Lab Test: Eli Lilly, Regeneron Antibody Therapies Lose Out Against Omicron

Frankfurt (Reuters) -
A vial of monoclonal antibodies to treat coronavirus Covid-19.

German researchers have found that COVID-19 therapies developed by Eli Lilly and Regeneron lose most of their effectiveness when exposed in laboratory tests to the Omicron variant of coronavirus.

The group of Cologne and Berlin-based scientists found that protection from GlaxoSmithKline and Vir’s antibody cocktail Xevudy held up when exposed to Omicron in a lab experiment but that this was not the case for Lilly’s antibodies bamlanivimab and etesevimab and the antibodies in Regeneron’s Ronapreve drug.

“The neutralizing activity of several monoclonal antibodies is strongly affected against the Omicron variant and will limit treatment options for Omicron-induced COVID-19,” the study authors said in the paper that was posted online on Tuesday.

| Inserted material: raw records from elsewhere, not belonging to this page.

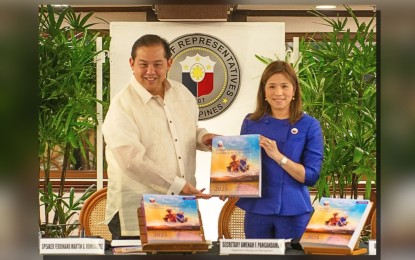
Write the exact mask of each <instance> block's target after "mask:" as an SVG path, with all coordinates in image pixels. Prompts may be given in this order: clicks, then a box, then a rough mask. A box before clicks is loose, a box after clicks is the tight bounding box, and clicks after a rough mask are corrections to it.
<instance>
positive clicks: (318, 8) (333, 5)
mask: <svg viewBox="0 0 415 260" xmlns="http://www.w3.org/2000/svg"><path fill="white" fill-rule="evenodd" d="M316 8H317V9H335V8H336V6H335V5H316Z"/></svg>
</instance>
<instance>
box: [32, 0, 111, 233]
mask: <svg viewBox="0 0 415 260" xmlns="http://www.w3.org/2000/svg"><path fill="white" fill-rule="evenodd" d="M92 14H93V13H92V12H91V13H88V14H86V15H85V16H84V17H82V16H81V14H78V15H77V14H76V13H75V12H74V10H73V9H72V8H71V7H67V8H64V9H61V10H57V9H55V8H54V7H52V6H50V5H48V6H40V8H39V46H38V47H39V93H40V97H39V159H40V162H41V169H39V170H41V171H43V174H44V180H43V185H42V186H43V187H42V189H41V190H40V191H39V192H40V202H41V206H43V210H42V207H41V210H40V211H39V214H42V211H43V219H44V222H41V220H40V219H41V215H39V226H40V230H41V232H43V235H44V236H45V237H66V236H68V235H70V234H71V232H72V231H73V230H74V229H76V228H77V227H78V221H77V220H73V216H74V215H75V214H78V212H77V211H78V210H80V208H81V205H82V203H83V202H84V201H85V200H86V199H87V198H88V197H89V196H90V195H91V194H92V193H93V192H94V191H95V189H94V185H92V186H91V187H89V188H88V189H87V190H85V192H84V193H83V194H82V195H81V196H80V198H78V199H75V191H74V188H73V187H71V188H70V189H69V193H68V194H66V191H65V188H66V187H65V180H66V172H67V170H68V169H70V168H71V167H73V165H75V164H76V163H77V159H76V156H75V152H76V151H79V152H80V154H81V155H82V158H83V159H86V158H88V155H89V153H90V152H93V151H94V145H93V143H92V142H91V141H90V134H91V132H94V131H95V128H96V126H97V115H96V110H95V109H96V104H97V102H100V103H101V104H103V106H104V108H106V107H107V102H104V101H102V100H97V99H96V97H95V93H96V89H95V85H96V83H95V73H96V72H95V66H96V65H95V63H94V58H95V57H96V56H97V55H98V54H99V52H97V51H96V44H95V39H96V38H97V37H99V36H102V37H103V43H104V47H103V49H104V50H108V47H109V40H110V39H109V37H108V36H105V35H102V33H100V32H93V31H91V30H89V29H88V28H89V27H91V26H92V25H93V24H92V23H88V19H89V18H90V17H91V16H92ZM65 23H66V24H67V25H64V24H65ZM106 70H107V72H108V66H107V67H106ZM107 74H108V73H107ZM104 87H105V89H104V95H106V93H107V92H108V91H107V89H108V80H106V84H104ZM106 96H107V95H106ZM104 110H105V109H104ZM55 154H58V155H61V157H62V158H63V163H62V166H61V170H60V181H59V187H58V188H57V191H56V189H53V186H52V181H51V178H50V173H51V168H52V165H51V161H52V158H53V157H54V155H55ZM78 160H79V159H78Z"/></svg>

The findings have not yet been peer-reviewed for publication in a medical journal.

Asked about the findings, Ely Lilly said it expected the efficacy of its antibody combination to be lower.

“Due to the substitutions contained within the spike protein of the Omicron variant of concern, it appears that bamlanivimab with etesevimab is likely to experience reduced neutralization activity,” said a spokesperson.

The company was conducting its own Omicron tests, also including its experimental antibody bebtelovimab, and would report the initial findings as soon as possible.

There was no immediate comment from Regeneron.